Co-Directed by Phyllis Leffler & Julian Bond

Leadership: Development

BOND: Early on you talked about the Brown decision and having to be the interpreter of the Brown decision because you're the only black student in your class, one of five in the whole school. And I think your life has been as an interpreter, interpreting one world to the other, interpreting that world to this. But do you think you began doing that at an early age? At DePauw? Did the DePauw experience, being this real minority... The first time in your life you're a minority in a social setting -- in an organizational setting. Did that begin some path toward this role?
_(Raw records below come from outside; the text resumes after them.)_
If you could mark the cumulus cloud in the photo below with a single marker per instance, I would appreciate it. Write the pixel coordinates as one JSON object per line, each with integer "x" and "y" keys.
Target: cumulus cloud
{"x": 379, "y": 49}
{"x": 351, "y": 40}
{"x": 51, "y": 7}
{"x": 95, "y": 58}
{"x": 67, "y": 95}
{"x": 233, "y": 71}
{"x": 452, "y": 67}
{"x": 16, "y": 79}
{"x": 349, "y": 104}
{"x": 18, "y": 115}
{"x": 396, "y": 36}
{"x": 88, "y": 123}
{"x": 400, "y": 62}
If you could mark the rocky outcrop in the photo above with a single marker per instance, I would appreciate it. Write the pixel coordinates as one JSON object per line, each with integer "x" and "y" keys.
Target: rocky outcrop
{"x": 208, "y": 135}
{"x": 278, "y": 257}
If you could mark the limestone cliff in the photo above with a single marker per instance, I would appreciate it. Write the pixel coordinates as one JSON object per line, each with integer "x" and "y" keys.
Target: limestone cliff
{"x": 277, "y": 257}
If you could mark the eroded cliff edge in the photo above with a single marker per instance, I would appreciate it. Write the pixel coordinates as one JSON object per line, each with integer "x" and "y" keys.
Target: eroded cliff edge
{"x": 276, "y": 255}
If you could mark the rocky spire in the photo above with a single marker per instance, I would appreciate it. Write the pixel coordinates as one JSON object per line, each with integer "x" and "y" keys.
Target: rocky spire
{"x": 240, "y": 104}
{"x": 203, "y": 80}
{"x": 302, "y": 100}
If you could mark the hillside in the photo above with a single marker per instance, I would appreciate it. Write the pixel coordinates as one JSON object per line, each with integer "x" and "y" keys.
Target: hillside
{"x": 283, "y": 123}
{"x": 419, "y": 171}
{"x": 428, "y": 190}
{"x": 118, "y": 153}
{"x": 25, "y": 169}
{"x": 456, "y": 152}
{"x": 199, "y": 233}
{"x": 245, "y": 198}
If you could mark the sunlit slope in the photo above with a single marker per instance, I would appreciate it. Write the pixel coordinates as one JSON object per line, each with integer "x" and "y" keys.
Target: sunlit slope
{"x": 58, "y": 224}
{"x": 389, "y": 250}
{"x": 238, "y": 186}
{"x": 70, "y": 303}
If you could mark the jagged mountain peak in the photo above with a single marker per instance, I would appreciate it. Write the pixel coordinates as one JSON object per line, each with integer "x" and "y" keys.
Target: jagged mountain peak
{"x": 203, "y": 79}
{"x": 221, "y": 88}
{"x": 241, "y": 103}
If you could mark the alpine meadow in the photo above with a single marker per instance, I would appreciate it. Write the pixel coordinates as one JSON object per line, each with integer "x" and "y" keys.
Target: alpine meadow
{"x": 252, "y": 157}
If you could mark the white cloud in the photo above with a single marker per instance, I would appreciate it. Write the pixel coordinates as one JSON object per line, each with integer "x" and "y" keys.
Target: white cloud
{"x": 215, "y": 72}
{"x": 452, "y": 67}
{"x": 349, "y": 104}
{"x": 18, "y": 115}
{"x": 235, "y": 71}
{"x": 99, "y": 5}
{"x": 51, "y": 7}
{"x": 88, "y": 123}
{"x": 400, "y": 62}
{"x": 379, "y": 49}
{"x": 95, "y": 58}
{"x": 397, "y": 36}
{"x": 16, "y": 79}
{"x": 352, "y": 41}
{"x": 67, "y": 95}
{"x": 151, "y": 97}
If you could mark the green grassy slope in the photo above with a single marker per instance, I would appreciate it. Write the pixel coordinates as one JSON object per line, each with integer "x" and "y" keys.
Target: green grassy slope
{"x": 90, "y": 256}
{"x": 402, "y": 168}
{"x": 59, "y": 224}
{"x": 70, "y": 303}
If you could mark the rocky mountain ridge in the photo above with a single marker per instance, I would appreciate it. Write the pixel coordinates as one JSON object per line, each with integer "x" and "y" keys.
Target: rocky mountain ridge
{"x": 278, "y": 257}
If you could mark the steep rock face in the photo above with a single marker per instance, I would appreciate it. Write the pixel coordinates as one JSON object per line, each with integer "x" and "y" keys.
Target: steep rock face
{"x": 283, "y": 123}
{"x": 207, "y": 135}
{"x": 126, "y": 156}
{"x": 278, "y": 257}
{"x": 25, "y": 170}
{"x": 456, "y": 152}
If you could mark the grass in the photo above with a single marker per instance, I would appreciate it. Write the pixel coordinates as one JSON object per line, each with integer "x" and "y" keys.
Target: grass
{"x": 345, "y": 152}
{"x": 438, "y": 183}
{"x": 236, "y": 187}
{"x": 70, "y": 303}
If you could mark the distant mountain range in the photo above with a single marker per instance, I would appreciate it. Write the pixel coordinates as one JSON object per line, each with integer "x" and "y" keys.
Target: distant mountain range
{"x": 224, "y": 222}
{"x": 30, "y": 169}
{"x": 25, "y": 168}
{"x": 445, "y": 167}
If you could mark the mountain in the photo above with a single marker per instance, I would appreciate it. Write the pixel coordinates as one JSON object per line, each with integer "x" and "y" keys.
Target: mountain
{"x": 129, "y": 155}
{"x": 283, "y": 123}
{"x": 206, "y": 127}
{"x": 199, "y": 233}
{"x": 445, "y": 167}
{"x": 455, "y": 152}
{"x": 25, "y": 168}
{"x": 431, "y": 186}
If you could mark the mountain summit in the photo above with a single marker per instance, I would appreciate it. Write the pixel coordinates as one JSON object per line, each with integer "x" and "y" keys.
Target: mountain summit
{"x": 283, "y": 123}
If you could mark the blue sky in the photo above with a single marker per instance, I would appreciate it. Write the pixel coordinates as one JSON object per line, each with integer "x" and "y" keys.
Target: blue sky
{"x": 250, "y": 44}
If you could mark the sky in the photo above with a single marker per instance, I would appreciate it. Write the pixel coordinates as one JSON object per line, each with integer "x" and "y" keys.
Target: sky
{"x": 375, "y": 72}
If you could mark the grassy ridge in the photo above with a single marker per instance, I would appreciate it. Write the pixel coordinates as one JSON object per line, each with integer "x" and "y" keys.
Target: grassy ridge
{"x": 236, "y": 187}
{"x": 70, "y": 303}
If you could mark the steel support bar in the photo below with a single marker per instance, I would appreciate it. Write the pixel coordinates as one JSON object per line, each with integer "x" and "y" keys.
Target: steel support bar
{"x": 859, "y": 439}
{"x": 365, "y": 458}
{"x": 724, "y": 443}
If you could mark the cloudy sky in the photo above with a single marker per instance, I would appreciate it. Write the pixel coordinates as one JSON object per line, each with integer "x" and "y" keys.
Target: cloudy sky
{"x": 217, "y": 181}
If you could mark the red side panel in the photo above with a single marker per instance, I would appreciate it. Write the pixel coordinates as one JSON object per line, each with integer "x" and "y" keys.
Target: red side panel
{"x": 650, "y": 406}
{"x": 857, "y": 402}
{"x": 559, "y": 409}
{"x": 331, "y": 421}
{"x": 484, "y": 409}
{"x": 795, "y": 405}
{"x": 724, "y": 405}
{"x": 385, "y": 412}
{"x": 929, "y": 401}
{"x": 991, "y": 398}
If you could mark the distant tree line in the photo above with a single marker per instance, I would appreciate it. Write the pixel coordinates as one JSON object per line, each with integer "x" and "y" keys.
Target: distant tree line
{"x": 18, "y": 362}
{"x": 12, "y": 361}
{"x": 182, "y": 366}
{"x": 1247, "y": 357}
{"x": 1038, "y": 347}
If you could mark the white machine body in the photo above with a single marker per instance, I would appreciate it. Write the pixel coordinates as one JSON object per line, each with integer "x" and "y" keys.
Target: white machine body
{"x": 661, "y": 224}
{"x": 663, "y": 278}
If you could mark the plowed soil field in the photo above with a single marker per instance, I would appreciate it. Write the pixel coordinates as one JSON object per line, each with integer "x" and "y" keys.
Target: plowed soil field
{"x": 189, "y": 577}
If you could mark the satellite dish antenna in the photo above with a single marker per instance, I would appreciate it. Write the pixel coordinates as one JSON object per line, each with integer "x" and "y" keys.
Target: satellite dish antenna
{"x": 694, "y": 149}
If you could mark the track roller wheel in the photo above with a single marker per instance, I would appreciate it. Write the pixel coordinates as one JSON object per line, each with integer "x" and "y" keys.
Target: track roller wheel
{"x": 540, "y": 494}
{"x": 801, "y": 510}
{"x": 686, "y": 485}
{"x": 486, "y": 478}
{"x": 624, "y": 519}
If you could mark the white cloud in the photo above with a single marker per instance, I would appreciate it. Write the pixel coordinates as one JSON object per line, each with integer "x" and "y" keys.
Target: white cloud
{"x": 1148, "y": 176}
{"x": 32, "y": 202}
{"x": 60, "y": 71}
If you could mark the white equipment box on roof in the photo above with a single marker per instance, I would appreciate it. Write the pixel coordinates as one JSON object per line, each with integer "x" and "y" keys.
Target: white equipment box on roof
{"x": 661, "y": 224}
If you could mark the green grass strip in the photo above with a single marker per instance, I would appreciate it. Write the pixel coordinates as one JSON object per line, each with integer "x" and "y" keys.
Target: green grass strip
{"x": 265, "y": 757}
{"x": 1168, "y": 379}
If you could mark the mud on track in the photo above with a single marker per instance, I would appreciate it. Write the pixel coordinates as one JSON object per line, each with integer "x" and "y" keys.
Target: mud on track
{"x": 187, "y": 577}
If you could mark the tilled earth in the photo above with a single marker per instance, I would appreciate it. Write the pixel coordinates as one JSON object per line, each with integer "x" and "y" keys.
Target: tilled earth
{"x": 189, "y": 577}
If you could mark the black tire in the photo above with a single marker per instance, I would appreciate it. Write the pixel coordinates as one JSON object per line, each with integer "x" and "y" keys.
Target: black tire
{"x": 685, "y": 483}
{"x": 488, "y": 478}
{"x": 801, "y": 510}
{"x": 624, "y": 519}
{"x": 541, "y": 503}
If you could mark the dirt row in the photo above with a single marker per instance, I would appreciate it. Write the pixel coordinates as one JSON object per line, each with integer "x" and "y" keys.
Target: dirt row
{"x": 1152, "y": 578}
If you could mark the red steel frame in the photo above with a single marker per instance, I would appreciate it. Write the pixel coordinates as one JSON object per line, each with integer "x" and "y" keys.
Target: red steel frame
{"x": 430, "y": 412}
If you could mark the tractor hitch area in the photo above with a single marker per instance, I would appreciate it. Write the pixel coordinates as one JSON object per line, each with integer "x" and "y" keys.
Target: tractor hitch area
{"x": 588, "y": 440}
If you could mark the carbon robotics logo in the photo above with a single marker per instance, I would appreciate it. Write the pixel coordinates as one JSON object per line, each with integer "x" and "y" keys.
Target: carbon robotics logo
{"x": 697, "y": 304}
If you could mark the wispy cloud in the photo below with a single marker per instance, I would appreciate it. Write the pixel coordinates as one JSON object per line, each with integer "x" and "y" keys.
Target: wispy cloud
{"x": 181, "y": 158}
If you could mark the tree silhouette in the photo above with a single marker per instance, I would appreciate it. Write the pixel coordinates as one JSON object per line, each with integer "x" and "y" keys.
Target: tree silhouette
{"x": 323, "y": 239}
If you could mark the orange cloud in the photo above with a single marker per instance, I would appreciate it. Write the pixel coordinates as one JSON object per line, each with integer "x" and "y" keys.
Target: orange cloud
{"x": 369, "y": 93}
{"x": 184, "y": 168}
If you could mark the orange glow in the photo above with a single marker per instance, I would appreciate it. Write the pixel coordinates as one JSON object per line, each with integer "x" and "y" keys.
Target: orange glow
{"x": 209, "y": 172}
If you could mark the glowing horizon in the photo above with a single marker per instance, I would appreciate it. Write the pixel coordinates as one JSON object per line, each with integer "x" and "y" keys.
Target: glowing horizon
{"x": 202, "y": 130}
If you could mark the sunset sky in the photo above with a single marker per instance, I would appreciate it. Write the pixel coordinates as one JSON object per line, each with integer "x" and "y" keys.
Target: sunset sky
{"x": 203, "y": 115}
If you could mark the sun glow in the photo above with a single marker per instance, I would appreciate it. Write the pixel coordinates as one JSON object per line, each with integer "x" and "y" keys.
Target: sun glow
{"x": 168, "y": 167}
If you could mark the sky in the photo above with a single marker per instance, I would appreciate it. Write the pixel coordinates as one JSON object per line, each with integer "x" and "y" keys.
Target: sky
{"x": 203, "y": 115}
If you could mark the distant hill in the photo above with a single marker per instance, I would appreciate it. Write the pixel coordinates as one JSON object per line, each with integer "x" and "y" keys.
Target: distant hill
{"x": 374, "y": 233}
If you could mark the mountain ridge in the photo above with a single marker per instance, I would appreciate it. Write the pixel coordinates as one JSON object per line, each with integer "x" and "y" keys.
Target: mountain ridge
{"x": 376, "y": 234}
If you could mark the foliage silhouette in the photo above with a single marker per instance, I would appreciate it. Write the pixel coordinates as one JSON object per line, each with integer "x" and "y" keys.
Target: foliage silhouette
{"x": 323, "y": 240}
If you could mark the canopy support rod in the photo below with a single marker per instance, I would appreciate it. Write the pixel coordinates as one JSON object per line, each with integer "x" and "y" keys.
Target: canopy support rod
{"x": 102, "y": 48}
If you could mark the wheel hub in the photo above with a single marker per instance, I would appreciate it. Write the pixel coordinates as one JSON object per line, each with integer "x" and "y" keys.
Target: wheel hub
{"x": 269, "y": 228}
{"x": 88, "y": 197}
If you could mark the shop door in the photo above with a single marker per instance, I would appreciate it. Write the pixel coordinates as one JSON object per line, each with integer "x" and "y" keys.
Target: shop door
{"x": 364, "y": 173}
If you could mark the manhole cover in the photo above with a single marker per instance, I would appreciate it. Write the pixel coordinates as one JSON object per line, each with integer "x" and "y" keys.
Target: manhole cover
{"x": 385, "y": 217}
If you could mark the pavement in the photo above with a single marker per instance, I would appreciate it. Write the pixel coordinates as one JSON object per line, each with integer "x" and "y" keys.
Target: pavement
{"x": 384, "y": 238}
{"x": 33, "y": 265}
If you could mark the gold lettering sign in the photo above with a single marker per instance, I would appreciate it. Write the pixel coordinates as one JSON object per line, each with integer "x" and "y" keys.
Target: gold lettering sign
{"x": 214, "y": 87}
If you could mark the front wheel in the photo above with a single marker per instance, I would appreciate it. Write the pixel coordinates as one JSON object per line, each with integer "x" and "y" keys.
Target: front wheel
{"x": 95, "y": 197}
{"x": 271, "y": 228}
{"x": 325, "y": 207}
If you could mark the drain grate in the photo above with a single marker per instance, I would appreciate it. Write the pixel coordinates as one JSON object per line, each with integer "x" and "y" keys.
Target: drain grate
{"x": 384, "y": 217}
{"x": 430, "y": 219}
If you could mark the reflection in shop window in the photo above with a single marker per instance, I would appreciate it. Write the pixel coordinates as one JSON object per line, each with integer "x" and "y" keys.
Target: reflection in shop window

JORDAN: Yeah. By my very presence in Greencastle I was a teacher. By my very presence I was a source, for some people, of discomfort. But also by my very presence I got to learn things about people in ways that I did not know and vice versa. I can remember my roommates my freshman year as we existed, the three of us in this room. Two seniors and me, a freshman. And after the third week when I came in, once in the library, they said, "We're talking about you." And I said, "Okay. What's the subject?" He said, "We have made an amazing discovery." And I said, "What is that?" They said, "Well, we discovered that you're no different than we are." But they were seniors. One came from a small town in Indiana, another from a town just outside Cleveland. By the time of my senior year I had met a real buddy, who is here in this studio today, who was my roommate my freshman year. And we were just friends, buddies. And 45 years later we still are.

BOND: Now the experience of these two guys discovering you're like them, that's because, I'm guessing, you just went about your regular life as a student: studying, going to class, whatever. So you didn't have to convince them. You didn't have argue with them.

JORDAN: That was never...

BOND: Yeah.

JORDAN: ...my tactic. My view was that my presence was their problem.

BOND: If it was a problem at all, it was theirs.

JORDAN: It was... Yeah. I had a purpose and a mission to come and learn and prepare myself to do what I'm now doing. And so I did not view my... I was comfortable and I think my mother worried about that, my father worried about that. I was never discomforted by it, in part because growing up in a segregated situation, we always brought people home. And so my graduation present to my two white roommates my freshman year was to take them home to Atlanta.

BOND: Oh, really?

JORDAN: Yeah. They came and spent a week with me. And all during my time at DePauw I would catch rides with my white schoolmates going to drink beer in Fort Lauderdale. And they would stop and sometimes spend the night. There's a fascinating story of a young man who was on my waiting staff at Longden Hall at DePauw where I was head waiter. His name was Robert Smith. He was from South Carolina. He catches a ride with-- to Atlanta with a group of us. But because he's going to South Carolina, we'd get there in the middle of the night. He has to spend the night at my house. We finish eating. My mother made a great southern meal. The guys going to Florida kept going. And Bob Smith and I shared my bedroom. He slept on one twin bed, I slept in another. In the middle of the night my father comes into the room, turns on the light, literally weeps as he sees me sleeping in one bed and this white kid from South Carolina sleeping in the other bed. Goes back and my mother asks, "What's wrong?" and he says, "I never thought when I was growing up in Monticello, Georgia, Jasper County, that my life would come to this. That in the house that I own and the house that we pay the mortgage on that a white boy from the South with a very real southern twang would be my son's friend and sleeping in our house." So for my father it was a huge experience, so different from anything that he had experienced before and so different from anything that he had envisioned that he would experience. Here, again, it was a fallout of Brown v. Board of Education.